Britain appears to be containing the latest outbreak of foot and mouth disease. Gordon Brown has done a solid job in his first six weeks in office handling crises from terror alerts to record floods, write German media commentators. He may now seize on the kudos he has gained with voters to call an autumn election.
Britain looks likely to be able to contain the latest outbreak of foot-and-mouth disease far more quickly than it did in 2001 as it investigates two laboratories identified as the possible source of the virus. The labs, one of which is government-owned and the other jointly owned by American drugmaker Merck & Co. Inc. and France's Sanofi-Aventis SA, are located around five miles from Wanborough southwest of London where a heard of cattle was infected on Friday by an uncommon strain of the disease. It is the same strain stored and used by the labs for research and to develop vaccines.
Prime Minister Gordon Brown broke off his vacation on Saturday and returned to London to oversee the response, mindful that voters will be judging him on whether he handles the crisis better than his predecessor Tony Blair did. In 2001, the government was accused of not halting the spread of the disease quickly enough. About 7 million animals were slaughtered. The crisis had a devastating impact on farming and also affected tourism. It is estimated to have cost the country around €12 billion.
Foot and mouth disease affects cloven-hoofed animals, especially cattle, sheep, pigs, goats and deer. It is only very rarely contracted by humans and is not normally fatal to adult animals, but its commercial impact is enormous because it causes a decline in productivity -- the animals' milk yields may drop or they can become lame.
German newspaper commentators have praised Britain's handling of the outbreak this time around and say German authorities were rapidly informed of what farms had imported animals from Britain recently. Those farms are now being monitored. Gordon Brown, whose first six weeks in office have been something of a rollercoaster with thwarted terror attacks and then massive flooding, could seize on his growing reputation as an effective crisis manager and seek an early election, commentators say.
Conservative Die Welt writes:
"It suits Brown that he can present himself as a crisis manager and man of action once again so soon after the flooding and the thwarted terror attacks."
"The emergency plan has worked. There is justified hope that the disease can be nipped in the bud and that the damage will be limited. Once the danger is over Brown may well act swiftly again -- and call an election to profit from his current popularity with voters -- before a crisis emerges that he doesn't handle so impressively."
Left-wing Die Tageszeitung says the government is being cowed by big business in its handling of the outbreak:
"After the disease was beaten after ist last outbreak in 2002 there were major discussions about the future of farming. An investigative commission recommended a new 'national strategy' on combating disease, the agriculture ministry at the time announced a vaccination program because the pictures of burning pyres with millions of animals went around the world and weren't exactly image-enhancing."
"But nothing happened. The mighty alliance of the food industry and large farmers doesn't care about the country's image. The government has once again given in to this alliance -- just like in April 2001. At the time, Prime Minister Tony Blair decided on a vaccination program, 500,000 vaccination packs were ready. The program was stopped at the last minute because the food companies, led by Nestle, wanted it that way."
"Had they vaccinated, Britain would have lost its status as a disease-free country and wouldn't have been able to export animal products for at least a year. Nestle would have been left sitting on the powdered milk it produces in Britain for export to developing countries. Without vaccinations they were able to export three months after the last reported case of the disease."

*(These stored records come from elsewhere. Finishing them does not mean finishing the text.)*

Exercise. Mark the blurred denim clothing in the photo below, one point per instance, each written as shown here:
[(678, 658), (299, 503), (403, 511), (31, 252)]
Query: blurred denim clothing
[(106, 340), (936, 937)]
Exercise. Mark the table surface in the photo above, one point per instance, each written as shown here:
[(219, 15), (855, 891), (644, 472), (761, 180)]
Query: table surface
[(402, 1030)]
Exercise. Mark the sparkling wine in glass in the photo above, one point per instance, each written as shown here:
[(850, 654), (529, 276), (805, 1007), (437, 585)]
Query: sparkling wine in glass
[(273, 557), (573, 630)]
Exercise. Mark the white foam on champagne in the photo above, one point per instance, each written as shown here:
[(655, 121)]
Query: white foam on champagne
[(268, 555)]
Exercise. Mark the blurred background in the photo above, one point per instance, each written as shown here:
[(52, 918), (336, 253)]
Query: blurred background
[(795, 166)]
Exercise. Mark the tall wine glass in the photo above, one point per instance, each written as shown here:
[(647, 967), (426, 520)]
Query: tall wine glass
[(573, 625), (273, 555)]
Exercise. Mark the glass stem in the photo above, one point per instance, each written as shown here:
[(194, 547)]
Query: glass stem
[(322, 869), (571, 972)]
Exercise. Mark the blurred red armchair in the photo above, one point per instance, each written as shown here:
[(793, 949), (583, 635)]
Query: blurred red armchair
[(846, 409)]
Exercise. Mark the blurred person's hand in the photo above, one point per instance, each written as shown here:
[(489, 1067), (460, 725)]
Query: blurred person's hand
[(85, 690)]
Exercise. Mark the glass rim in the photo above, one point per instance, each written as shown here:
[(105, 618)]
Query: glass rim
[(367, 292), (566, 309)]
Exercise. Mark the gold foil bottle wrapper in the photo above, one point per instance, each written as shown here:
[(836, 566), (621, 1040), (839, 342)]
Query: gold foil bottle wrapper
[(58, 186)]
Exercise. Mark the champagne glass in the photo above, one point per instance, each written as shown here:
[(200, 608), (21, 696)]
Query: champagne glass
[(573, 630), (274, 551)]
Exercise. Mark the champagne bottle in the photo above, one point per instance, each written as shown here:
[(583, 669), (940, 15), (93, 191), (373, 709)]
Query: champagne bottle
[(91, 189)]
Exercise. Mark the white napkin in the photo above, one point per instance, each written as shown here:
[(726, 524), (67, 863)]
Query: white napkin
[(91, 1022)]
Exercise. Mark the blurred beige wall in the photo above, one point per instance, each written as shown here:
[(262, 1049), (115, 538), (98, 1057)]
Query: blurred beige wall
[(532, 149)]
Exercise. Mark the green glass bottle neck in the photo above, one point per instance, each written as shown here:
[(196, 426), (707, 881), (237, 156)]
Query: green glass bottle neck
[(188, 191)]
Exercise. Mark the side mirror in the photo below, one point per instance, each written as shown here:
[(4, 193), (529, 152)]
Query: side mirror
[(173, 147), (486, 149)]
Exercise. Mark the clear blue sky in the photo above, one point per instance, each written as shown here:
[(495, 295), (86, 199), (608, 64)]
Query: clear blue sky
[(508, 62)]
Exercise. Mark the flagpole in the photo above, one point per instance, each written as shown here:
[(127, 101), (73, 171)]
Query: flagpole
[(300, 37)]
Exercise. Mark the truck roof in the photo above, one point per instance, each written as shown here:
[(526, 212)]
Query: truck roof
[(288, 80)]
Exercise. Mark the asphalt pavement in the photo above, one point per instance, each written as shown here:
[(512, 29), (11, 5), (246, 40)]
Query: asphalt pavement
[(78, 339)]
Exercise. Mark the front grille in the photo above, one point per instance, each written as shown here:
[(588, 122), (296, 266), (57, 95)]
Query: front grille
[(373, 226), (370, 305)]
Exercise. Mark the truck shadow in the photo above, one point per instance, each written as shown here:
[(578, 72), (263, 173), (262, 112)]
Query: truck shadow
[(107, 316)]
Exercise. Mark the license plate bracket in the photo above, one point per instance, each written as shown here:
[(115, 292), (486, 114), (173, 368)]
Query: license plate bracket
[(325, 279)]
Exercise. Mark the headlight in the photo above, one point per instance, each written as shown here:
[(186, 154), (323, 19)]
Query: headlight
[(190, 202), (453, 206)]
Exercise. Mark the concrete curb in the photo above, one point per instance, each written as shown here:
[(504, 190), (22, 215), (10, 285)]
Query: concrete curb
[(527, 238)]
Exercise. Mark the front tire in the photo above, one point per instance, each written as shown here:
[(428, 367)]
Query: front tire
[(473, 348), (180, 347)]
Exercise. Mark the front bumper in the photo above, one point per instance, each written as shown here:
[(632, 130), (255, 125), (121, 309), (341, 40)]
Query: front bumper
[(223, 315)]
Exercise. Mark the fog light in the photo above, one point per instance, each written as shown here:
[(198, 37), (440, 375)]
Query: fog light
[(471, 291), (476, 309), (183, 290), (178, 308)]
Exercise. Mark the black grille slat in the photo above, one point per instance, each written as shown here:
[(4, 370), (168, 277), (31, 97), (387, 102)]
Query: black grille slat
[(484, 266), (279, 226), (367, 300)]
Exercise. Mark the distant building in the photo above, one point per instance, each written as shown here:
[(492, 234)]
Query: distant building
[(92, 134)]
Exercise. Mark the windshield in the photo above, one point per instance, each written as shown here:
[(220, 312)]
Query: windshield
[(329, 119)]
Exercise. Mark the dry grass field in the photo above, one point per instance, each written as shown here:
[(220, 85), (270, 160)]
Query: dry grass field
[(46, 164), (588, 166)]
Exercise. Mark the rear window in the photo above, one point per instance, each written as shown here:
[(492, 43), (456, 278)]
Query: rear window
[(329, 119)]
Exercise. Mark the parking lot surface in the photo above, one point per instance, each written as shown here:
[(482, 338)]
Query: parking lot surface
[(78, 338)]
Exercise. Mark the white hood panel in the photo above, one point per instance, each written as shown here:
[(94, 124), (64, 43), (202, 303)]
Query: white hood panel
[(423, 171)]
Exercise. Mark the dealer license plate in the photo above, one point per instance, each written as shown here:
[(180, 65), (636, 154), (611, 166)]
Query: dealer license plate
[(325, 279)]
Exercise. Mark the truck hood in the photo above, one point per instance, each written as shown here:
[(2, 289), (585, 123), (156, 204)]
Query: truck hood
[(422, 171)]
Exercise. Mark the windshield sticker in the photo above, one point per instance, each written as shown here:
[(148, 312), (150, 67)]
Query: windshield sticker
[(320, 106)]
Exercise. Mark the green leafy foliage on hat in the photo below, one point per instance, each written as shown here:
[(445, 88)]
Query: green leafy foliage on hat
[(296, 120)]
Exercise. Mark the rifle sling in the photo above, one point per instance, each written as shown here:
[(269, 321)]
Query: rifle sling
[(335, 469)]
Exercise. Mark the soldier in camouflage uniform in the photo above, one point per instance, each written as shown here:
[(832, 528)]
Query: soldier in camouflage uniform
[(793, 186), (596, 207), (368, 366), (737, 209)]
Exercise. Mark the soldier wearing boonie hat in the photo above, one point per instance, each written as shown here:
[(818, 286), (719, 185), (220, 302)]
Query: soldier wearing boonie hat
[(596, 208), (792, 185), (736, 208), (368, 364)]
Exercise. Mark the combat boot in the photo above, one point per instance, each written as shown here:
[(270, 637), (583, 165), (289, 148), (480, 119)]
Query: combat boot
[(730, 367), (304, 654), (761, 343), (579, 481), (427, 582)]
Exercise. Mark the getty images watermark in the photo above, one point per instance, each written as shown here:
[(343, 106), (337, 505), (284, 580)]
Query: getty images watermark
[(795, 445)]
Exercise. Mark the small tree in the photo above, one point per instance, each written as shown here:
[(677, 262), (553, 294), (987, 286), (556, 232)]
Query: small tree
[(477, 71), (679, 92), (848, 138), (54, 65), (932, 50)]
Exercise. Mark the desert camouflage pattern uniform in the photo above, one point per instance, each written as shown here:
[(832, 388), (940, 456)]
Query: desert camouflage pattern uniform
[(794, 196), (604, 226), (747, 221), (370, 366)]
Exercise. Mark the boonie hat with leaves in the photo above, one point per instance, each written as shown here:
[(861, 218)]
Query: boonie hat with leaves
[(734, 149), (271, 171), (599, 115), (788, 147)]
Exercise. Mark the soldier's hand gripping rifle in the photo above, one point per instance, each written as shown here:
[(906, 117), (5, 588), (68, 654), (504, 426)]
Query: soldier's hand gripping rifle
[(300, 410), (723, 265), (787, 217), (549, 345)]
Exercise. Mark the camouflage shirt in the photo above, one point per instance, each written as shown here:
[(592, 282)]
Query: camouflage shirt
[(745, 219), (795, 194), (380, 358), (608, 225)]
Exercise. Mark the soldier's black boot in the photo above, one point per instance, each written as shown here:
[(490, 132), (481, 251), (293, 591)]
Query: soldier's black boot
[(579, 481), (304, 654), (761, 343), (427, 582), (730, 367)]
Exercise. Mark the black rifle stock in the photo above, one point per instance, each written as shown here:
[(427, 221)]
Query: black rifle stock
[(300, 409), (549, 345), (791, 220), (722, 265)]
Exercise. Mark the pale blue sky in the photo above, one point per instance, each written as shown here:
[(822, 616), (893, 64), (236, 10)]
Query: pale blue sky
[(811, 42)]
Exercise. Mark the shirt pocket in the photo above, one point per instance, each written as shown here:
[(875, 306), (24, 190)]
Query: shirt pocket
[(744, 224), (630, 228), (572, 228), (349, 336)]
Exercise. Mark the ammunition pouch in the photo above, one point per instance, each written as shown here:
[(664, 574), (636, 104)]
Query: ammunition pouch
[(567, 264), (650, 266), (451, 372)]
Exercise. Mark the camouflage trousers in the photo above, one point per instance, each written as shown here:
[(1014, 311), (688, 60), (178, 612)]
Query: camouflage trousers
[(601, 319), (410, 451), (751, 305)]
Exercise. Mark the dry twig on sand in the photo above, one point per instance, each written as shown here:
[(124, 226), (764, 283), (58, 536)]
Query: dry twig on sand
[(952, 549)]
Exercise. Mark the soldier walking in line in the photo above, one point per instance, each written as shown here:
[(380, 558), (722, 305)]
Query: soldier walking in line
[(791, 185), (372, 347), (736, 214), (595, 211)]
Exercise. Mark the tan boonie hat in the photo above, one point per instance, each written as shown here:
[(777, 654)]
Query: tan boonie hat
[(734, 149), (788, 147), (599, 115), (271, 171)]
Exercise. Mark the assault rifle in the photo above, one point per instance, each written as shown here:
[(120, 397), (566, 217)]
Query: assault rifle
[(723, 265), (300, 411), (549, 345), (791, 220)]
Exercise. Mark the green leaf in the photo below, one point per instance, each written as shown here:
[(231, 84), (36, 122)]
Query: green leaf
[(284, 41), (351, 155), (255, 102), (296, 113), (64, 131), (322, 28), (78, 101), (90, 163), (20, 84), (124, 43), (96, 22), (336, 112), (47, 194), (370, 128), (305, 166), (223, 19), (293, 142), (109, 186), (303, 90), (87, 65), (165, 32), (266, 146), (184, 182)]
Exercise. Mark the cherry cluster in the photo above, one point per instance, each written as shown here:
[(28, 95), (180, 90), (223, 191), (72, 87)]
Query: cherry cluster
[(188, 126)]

"For the big farmers too, dead livestock is more valuable than vaccinated animals. The latter can't be sold, and there is no compensation for them. By contrast every burning pyre is worth cash to them. The most sensible alternative isn't even considered -- doing nothing. Foot and mouth disease isn't dangerous for humans and most animals overcome it after several weeks. But they can't be sold then. The disease itself isn't the problem. It's the reaction to it."
Left-wing Berliner Zeitung writes:
"The government doesn't want a repeat of six years ago when it was accused of having done too little too late."
"No one could say Prime Minister Gordon Brown didn't deserve a break after six turbulent weeks in office. As soon as he started his holiday on Friday, the British Agriculture Ministry confirmed the outbreak of foot and mouth disease. On Saturday night Brown was back in London to chair a meeting of the security cabinet known as Cobra. The government has good reason to resort to this highest forum of crisis management. The words foot and mouth in Britain evoke the grimmest memories. In 2001 it took the country months to stop the epidemic."